I found the double sided ducttape at Olies. A discount chain aound this area.There is a little give to it but holds really well. It was only $1.99 a roll. Same stuff from walmart


----------



## Woodlvr

Thanks Rich.  I will have to go to W-Mart and check it out.


----------



## MrPukaShell

Has anyone tried a Vacuum Chuck?  I would think that would be the best set up if you already had one.  The cost for doing a few pendants would not prohibit, but it could push you over the edge if you were thinking of getting one.  That is going to be my next project as soon as I put away a few more quarters.

What do you think?


----------



## seawolf

Question Mrpukashell with a hole in the pendant won't it be hard to pull a vacuum?
Just a thought, Mark


----------



## juteck

I've used a vacuum chuck on smaller disks (1.5" D), used for Christmas gift tags -- sharp tools, light cut, and lots of patience trying to find the little frisbies when they take off. It works, but you don't have alot of surface area to really make good contact.
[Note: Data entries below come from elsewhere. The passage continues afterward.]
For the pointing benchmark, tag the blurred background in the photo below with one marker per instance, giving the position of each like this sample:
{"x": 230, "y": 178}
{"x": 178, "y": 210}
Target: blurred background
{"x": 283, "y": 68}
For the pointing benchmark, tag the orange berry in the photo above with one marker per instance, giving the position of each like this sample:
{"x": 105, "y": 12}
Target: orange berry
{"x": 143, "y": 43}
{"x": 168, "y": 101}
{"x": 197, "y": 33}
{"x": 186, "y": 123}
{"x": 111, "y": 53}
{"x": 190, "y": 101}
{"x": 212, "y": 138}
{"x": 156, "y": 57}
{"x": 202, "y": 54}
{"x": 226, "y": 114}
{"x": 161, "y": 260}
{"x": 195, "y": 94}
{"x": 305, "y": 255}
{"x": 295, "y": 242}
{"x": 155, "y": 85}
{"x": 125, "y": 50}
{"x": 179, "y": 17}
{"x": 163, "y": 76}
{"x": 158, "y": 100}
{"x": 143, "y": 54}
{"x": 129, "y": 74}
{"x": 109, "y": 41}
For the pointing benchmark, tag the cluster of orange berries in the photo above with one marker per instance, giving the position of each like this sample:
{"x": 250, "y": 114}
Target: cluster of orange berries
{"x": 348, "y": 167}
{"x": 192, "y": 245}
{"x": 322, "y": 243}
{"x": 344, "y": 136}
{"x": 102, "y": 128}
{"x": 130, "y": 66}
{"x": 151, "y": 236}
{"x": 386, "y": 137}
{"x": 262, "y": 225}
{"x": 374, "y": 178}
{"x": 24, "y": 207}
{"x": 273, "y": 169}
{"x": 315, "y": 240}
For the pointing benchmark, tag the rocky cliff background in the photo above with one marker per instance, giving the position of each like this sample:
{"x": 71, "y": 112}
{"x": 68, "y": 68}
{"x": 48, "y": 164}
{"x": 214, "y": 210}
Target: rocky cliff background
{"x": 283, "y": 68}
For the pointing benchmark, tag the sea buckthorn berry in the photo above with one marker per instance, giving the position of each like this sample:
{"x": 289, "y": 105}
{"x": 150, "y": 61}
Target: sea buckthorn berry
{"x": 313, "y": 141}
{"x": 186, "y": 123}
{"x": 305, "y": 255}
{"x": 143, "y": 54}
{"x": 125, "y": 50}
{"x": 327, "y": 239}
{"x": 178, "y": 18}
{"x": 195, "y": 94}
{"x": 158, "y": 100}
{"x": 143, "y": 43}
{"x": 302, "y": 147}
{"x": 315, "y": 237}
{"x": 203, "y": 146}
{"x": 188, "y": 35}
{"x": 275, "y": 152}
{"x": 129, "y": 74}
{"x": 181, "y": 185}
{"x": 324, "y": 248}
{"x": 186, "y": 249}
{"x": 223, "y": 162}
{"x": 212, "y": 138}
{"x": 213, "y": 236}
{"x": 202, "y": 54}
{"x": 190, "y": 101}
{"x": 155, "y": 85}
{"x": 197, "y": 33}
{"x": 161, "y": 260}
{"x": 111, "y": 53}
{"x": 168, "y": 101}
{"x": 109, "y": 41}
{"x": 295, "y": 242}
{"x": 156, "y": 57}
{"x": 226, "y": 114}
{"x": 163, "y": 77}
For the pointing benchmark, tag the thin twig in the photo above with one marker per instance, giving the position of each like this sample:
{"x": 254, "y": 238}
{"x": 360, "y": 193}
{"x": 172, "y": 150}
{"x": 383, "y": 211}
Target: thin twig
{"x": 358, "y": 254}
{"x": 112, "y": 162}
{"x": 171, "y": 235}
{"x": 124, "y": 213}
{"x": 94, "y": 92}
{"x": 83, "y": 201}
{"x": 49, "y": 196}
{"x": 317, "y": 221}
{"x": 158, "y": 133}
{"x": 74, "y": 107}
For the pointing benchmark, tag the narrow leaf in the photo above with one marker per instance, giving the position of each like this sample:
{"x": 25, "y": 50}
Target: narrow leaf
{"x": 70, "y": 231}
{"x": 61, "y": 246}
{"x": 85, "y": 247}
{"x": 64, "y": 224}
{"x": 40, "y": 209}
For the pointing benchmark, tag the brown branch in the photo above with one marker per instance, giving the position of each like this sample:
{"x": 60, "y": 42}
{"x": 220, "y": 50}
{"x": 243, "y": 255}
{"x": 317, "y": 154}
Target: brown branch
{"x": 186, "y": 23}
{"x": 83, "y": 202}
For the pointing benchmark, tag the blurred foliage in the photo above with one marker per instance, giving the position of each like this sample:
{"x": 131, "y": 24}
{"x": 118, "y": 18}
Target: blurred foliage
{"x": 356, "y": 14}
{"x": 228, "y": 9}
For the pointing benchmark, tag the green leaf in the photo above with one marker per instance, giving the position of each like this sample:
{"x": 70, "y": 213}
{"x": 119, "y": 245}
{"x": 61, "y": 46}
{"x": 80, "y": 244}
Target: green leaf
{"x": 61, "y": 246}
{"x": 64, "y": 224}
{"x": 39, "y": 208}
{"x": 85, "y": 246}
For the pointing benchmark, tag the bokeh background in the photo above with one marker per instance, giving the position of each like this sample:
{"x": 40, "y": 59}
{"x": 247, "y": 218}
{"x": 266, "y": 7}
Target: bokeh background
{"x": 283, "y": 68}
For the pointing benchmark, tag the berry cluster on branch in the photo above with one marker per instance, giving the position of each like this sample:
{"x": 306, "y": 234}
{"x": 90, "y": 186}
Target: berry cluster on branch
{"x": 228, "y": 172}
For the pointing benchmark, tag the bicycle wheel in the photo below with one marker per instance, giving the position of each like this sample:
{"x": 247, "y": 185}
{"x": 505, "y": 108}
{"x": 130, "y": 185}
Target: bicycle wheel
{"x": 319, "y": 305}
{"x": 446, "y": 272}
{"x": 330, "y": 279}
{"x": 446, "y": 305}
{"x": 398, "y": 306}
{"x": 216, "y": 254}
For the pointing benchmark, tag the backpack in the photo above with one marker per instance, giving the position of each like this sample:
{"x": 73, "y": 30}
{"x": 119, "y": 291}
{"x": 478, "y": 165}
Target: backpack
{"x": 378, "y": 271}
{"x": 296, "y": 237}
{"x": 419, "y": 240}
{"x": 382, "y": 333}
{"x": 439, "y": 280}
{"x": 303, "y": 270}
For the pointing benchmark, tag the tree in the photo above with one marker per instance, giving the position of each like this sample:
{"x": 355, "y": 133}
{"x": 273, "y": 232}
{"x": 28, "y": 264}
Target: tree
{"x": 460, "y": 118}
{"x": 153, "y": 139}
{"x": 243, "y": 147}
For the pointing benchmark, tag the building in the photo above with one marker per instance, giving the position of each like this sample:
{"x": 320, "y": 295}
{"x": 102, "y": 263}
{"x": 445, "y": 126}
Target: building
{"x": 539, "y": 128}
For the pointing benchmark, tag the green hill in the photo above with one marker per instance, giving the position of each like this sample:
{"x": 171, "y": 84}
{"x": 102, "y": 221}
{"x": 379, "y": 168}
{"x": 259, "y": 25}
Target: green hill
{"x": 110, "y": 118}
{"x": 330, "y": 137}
For these pendants, it would work to true up the back face, and do the initial shaping of the front face to make the disk -- after that, you'd have to come up with another way to hold it to put the hole through it -- the hole would release the vacuum, and release the disk.



MrPukaShell said:


> Has anyone tried a Vacuum Chuck?  I would think that would be the best set up if you already had one.  The cost for doing a few pendants would not prohibit, but it could push you over the edge if you were thinking of getting one.  That is going to be my next project as soon as I put away a few more quarters.
> 
> What do you think?


----------



## Gary Max

Heck I make my own Vac chucks-----just use a 3/4 inch hole to hold the pendent.
I made one for eggs---works just fine.
We will stick with tape---:biggrin:---makes less noise than a vac pump.


----------



## KenV

Most of tape residues (all of the duct tape and the several types of double stick tape I have used) clean up with mineral spirits (paint thinner) and allow finishing of woods without problems after allowing the mineral spirits to evaporate.


----------



## SonOfMartin

I bought some carpet tape at the local home emporium.  Stuff is r-e-a-l sticky and works very well.  So far I haven't launched anything nor has the pendant moved at all.  Great stuff.  Enough in a roll to last for hundreds of pendants.  $8


----------